Я кивнула, и врач убежал.
Поль открыл глаза, он был смертельно бледен. Я спросила, зачем он это сделал.
– Я в отчаянии, – пробормотал он. – Я защищал СССР. Десять лет назад… Где мой друг Соломон Михоэлс? Отвечают: скоропостижно скончался. Где мой друг Ицик Фефер? Молчат. Потом его привезли. Истощенный, измученный. Показал пальцем на люстру – нас подслушивают. Отчего умер Соломон? Он – палец к виску. Я все понял. Спросил о работе, о семье. Он сказал, что всё в порядке, а сам пальцами показывает решетку. Готовит новую книгу? Он рукой изобразил петлю вокруг шеи. Потом сказал, что его мучает мигрень, и встал. Я проводил до лифта. Потом узнал, что все члены Еврейского антифашистского комитета расстреляны. А сегодня какие- то люди окружили меня в вестибюле гостиницы – умоляют помочь, одному уехать из СССР, другому освободить родственника, до третьего мы не дошли. Пришла милиция. Их всех вывели их улицу. Мне стыдно перед ними, но что я могу сделать? Повторять все, что врут американские газеты? Что в СССР нет свободы? А где она есть? Я слишком стар, чтобы менять убеждения. Но я хотел тебя видеть не для этого. Мне нужно знать, Мэл и Рикки – чьи это дети? Скажи мне правду, я не буду вмешиваться в твою жизнь.
– Мэл – сын Лонни, а Рикки – твоя дочь, – сказала я тихо. – И я не хочу, чтобы они об этом знали.
– Но я могу ее увидеть?
Я не успела ответить, потому что в этот момент в комнату влетели врач с санитарами и каталкой. Поля положили на нее и укатили. Больше я его никогда не видела.
Ниже приписано от руки почерком Сеньора: “Зачем напускать туману?”
На самом деле я познакомилась с Сеньором еще до всякого кафе. Он пришел к моей маме, когда вышел из тюремно-психиатрической больницы, где сидел вместе с моим дедушкой. Кстати, тот и научил его итальянскому языку. Мне тогда было лет четырнадцать, а Сеньору, я думаю, около тридцати. Я еще подумала: старик, а такой приятный молодой голос.
Потом, когда он вдруг приблизил нас к себе и мы начали таскаться с ним по улицам, я в него как бы влюбилась. Шуша страдал, но недолго. Вот если бы Сеньор его “отшил”, как он поступал со многими, он, возможно, страдал бы по-настоящему. Но ни меня, ни Шушу он никогда не “отшивал”. Иногда, правда, отпускал язвительные замечания – с его звериным чутьем это было не сложно, – но если он видел, что укол достиг цели, тут же прекращал. Зачем-то мы были ему нужны.

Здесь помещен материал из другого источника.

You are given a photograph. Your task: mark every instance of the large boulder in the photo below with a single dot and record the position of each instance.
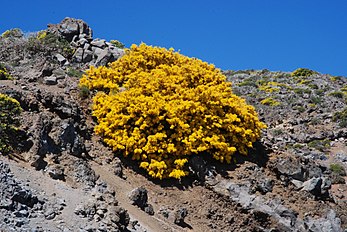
(71, 27)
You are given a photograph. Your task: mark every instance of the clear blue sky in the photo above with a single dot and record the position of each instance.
(232, 34)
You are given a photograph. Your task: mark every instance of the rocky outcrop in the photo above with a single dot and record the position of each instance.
(95, 52)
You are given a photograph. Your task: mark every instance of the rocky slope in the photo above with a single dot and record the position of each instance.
(62, 178)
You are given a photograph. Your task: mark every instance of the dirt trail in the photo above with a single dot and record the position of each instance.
(122, 188)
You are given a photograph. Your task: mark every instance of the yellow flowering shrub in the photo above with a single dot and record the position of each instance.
(160, 108)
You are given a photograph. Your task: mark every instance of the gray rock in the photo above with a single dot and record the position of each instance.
(139, 197)
(87, 56)
(297, 184)
(290, 168)
(330, 223)
(116, 53)
(56, 172)
(149, 209)
(70, 27)
(313, 185)
(78, 55)
(82, 42)
(265, 185)
(100, 43)
(180, 215)
(60, 58)
(50, 214)
(59, 74)
(103, 57)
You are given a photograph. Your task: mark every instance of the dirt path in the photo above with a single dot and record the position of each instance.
(122, 188)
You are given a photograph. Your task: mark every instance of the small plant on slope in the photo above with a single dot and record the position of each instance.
(160, 108)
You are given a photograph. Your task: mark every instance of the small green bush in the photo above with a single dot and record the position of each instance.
(9, 111)
(302, 72)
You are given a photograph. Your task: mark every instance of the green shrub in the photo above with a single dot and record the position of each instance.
(161, 108)
(302, 72)
(9, 110)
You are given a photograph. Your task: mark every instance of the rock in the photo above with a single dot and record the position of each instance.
(138, 197)
(59, 74)
(83, 173)
(313, 185)
(198, 166)
(60, 58)
(70, 27)
(330, 223)
(100, 43)
(50, 214)
(56, 172)
(265, 185)
(78, 55)
(290, 168)
(51, 80)
(103, 57)
(297, 183)
(87, 56)
(149, 209)
(180, 215)
(46, 71)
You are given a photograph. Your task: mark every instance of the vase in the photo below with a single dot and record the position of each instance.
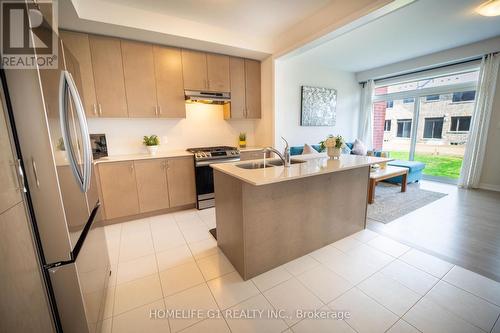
(333, 152)
(152, 150)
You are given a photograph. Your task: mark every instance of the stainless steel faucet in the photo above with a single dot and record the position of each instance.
(285, 157)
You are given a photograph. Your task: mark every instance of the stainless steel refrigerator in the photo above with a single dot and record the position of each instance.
(55, 162)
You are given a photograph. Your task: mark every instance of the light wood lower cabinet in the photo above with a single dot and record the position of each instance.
(144, 186)
(152, 186)
(119, 189)
(181, 181)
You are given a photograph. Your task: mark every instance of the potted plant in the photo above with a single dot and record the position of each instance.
(243, 140)
(152, 142)
(333, 145)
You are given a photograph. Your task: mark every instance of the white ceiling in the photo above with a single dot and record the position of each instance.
(422, 27)
(247, 28)
(264, 18)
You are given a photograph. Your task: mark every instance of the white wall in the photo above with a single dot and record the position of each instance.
(264, 127)
(203, 126)
(294, 72)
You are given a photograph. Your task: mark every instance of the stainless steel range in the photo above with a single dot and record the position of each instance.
(204, 174)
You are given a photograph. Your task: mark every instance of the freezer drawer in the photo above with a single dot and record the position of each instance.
(80, 287)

Для нас он был тогда абсолютным авторитетом, больше, чем родители, учителя и все, что было написано в книгах. Он объяснял нам, что мы чувствуем, и говорил, что мы должны делать. В каком-то смысле он лишил нас выбора, свободной воли. Бродяга и аскет, но с гипертрофированными амбициями. Романа или даже рассказа написать не мог, рецензии на театральные спектакли ни удовлетворения, ни славы ему не приносили, оставалось строить мизансцены из живых людей. Этим-то, наверное, и объясняются все его рассуждения, что талант быть человеком важнее таланта писать романы.

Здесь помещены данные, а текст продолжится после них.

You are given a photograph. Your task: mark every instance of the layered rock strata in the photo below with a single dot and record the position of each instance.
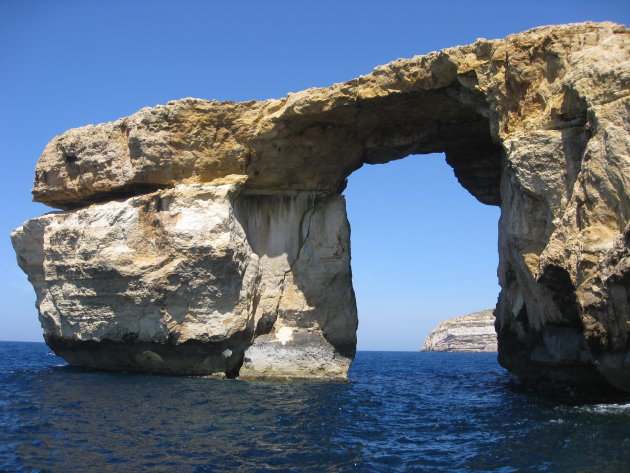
(211, 237)
(466, 333)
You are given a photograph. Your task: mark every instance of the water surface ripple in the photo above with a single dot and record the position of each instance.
(401, 412)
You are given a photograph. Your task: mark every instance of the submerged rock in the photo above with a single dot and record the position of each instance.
(211, 237)
(468, 333)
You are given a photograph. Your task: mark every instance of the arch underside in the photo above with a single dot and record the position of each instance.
(211, 238)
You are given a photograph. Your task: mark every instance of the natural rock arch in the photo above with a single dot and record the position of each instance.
(217, 240)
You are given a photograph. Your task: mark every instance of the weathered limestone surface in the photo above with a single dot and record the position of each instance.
(211, 237)
(466, 333)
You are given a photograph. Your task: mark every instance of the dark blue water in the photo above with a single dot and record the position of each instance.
(401, 412)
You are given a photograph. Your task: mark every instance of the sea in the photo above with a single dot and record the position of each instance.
(399, 412)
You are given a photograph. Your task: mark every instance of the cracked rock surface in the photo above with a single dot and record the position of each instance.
(211, 237)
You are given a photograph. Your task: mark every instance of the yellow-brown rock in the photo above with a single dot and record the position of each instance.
(536, 123)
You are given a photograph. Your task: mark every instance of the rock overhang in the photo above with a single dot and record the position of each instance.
(536, 123)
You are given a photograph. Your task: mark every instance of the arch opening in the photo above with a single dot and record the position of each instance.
(423, 250)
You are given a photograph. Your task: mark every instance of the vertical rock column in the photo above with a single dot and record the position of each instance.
(305, 314)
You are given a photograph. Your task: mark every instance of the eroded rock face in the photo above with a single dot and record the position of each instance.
(466, 333)
(536, 123)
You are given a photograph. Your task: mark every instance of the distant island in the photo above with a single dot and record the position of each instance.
(467, 333)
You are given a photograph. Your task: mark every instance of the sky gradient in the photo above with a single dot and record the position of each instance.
(423, 249)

Я приходила, бросала камешек в окно, он высовывался и говорил:
– Иди потихоньку, я сейчас выгляну в коридор, посмотрю, как там соседи.
Я заходила в его конуру, отгороженную фанерной перегородкой от родственников. В ней было, наверное, шесть квадратных метров: меньше, чем советская норма 1920-х. Большую часть занимал прокуренный и продавленный диван, потом очень узкий проход, куда с трудом можно встать, а у другой стены настоящий Монблан из газет Unita и Paese Sera. И ту и другую можно было покупать в вестибюлях интуристовских гостиниц. Если ты входил, смешавшись с толпой иностранцев, то швейцар не решался тебя остановить, это работало даже с обтрепанным Сеньором.

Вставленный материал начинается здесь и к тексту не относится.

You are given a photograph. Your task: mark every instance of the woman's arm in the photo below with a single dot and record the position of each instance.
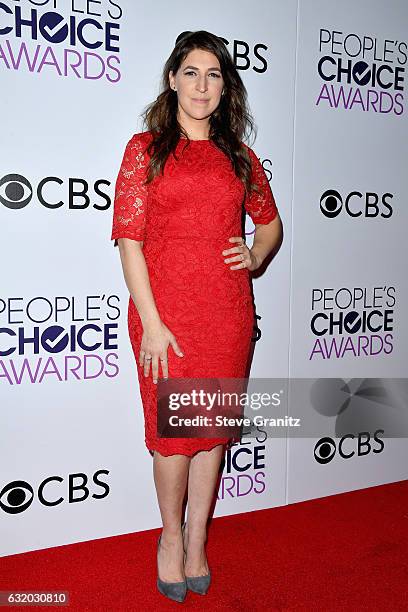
(156, 335)
(138, 282)
(265, 239)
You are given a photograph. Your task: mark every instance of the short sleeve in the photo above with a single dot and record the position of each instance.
(260, 205)
(130, 202)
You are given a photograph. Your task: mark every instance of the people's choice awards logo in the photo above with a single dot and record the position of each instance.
(62, 38)
(59, 338)
(361, 71)
(352, 322)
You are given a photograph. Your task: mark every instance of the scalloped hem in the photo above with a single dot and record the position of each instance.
(186, 450)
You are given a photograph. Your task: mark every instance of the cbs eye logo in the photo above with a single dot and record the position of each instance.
(17, 496)
(359, 445)
(15, 191)
(356, 204)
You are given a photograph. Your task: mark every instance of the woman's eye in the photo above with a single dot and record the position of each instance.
(211, 73)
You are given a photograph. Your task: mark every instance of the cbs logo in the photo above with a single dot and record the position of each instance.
(356, 204)
(349, 446)
(17, 496)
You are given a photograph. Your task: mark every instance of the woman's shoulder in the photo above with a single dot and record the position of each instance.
(141, 138)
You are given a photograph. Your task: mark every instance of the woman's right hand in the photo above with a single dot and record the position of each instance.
(155, 341)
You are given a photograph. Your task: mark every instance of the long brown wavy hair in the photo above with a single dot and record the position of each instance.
(230, 123)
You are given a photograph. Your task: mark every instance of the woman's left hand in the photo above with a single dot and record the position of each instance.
(245, 257)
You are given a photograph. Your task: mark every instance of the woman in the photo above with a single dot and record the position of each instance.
(177, 220)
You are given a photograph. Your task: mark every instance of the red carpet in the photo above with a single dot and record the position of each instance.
(344, 552)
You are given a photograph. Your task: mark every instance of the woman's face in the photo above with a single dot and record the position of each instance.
(199, 84)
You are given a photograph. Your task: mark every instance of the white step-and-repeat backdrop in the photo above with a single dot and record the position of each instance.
(326, 85)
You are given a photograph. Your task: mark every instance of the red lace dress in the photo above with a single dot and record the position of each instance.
(185, 218)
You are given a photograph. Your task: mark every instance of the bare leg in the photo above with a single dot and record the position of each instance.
(170, 477)
(202, 479)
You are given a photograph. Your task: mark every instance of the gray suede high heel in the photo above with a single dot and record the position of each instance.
(197, 584)
(173, 590)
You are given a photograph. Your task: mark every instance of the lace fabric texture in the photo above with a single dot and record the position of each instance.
(185, 218)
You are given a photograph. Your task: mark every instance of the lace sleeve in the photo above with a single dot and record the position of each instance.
(129, 209)
(260, 206)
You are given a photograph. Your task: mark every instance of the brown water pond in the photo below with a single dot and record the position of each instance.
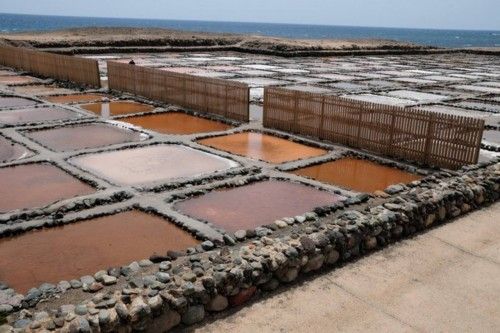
(41, 90)
(262, 147)
(12, 79)
(117, 108)
(37, 185)
(83, 136)
(176, 123)
(250, 206)
(356, 174)
(34, 115)
(76, 98)
(10, 151)
(12, 102)
(83, 248)
(152, 164)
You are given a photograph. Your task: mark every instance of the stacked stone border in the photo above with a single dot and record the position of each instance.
(186, 290)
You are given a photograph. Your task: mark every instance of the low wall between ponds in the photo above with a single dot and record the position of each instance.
(60, 67)
(221, 97)
(431, 138)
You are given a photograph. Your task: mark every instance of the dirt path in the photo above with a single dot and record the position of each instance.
(445, 280)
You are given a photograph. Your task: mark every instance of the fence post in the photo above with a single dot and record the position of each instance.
(428, 139)
(225, 101)
(359, 107)
(295, 124)
(322, 119)
(205, 95)
(391, 133)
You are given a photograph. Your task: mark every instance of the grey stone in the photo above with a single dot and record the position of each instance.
(63, 286)
(261, 231)
(81, 309)
(163, 277)
(80, 325)
(75, 284)
(193, 314)
(138, 310)
(6, 308)
(155, 303)
(148, 280)
(134, 267)
(300, 219)
(6, 329)
(145, 263)
(22, 323)
(121, 310)
(87, 279)
(67, 308)
(165, 266)
(94, 287)
(98, 276)
(165, 322)
(104, 317)
(47, 288)
(393, 189)
(281, 224)
(314, 263)
(307, 244)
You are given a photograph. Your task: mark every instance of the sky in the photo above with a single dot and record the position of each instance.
(439, 14)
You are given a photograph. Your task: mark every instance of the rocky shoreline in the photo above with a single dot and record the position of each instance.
(135, 40)
(184, 290)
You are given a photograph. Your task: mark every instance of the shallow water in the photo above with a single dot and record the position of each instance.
(11, 102)
(356, 174)
(151, 164)
(254, 205)
(12, 117)
(37, 185)
(83, 248)
(13, 79)
(76, 98)
(117, 108)
(263, 147)
(83, 136)
(176, 123)
(10, 151)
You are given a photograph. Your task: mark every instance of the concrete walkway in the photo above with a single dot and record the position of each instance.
(446, 280)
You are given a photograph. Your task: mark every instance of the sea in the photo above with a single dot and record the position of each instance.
(432, 37)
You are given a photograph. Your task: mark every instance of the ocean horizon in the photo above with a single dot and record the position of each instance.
(10, 23)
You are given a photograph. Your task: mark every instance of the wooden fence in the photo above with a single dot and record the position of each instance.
(61, 67)
(225, 98)
(431, 138)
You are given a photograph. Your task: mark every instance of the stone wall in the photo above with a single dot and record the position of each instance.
(185, 291)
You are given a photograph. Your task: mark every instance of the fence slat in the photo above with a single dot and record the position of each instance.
(427, 137)
(57, 66)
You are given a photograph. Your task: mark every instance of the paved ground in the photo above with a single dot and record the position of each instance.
(446, 280)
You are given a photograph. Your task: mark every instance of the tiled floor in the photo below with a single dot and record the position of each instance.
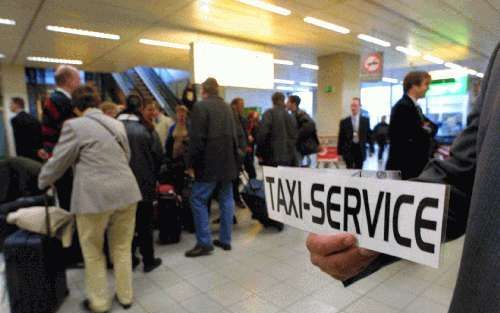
(269, 272)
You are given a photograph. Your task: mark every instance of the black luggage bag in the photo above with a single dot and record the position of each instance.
(255, 198)
(36, 275)
(169, 215)
(9, 207)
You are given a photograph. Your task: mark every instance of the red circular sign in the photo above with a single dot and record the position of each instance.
(372, 63)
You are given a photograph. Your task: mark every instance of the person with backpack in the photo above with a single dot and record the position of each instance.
(307, 137)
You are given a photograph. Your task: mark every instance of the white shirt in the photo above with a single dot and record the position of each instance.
(67, 94)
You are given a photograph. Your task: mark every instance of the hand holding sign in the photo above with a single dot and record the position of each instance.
(338, 255)
(403, 219)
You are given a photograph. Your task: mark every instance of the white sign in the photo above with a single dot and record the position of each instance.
(399, 218)
(232, 66)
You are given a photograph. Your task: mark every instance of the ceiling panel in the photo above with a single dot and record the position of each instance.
(457, 30)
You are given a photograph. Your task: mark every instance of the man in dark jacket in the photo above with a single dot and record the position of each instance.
(307, 137)
(214, 154)
(277, 136)
(56, 110)
(354, 134)
(238, 105)
(381, 135)
(472, 171)
(410, 132)
(27, 131)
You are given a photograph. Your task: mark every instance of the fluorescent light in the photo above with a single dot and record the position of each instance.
(282, 62)
(310, 66)
(284, 81)
(302, 89)
(6, 21)
(471, 71)
(374, 40)
(390, 80)
(408, 51)
(433, 59)
(164, 44)
(454, 66)
(267, 6)
(307, 84)
(327, 25)
(82, 32)
(53, 60)
(285, 88)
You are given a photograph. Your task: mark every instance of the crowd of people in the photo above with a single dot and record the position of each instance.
(107, 161)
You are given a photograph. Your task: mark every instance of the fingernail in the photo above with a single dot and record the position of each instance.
(349, 241)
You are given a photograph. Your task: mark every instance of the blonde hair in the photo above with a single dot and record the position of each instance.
(108, 106)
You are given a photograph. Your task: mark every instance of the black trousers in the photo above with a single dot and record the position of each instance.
(250, 166)
(381, 149)
(143, 238)
(355, 160)
(64, 187)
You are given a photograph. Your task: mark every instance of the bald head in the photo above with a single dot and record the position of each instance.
(67, 77)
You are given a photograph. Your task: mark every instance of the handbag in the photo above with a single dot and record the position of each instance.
(51, 221)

Регулярное чтение итальянских газет делало его самым востребованным застольным собеседником. Юрка Свешников, который читал польские журналы, однажды в кафе попытался занять “трибуну” и стал рассказывать про диалог Бретона с Сартром, которого он назвал лидером “экзистенционалистов”.
– Юра, – перебил его Сеньор умоляющим тоном, – и так трудное слово, а ты еще в него лишний слог добавляешь.
Больше Свешников при нем рта не открывал.
Ближе к вечеру Сеньор выглядывал в коридор.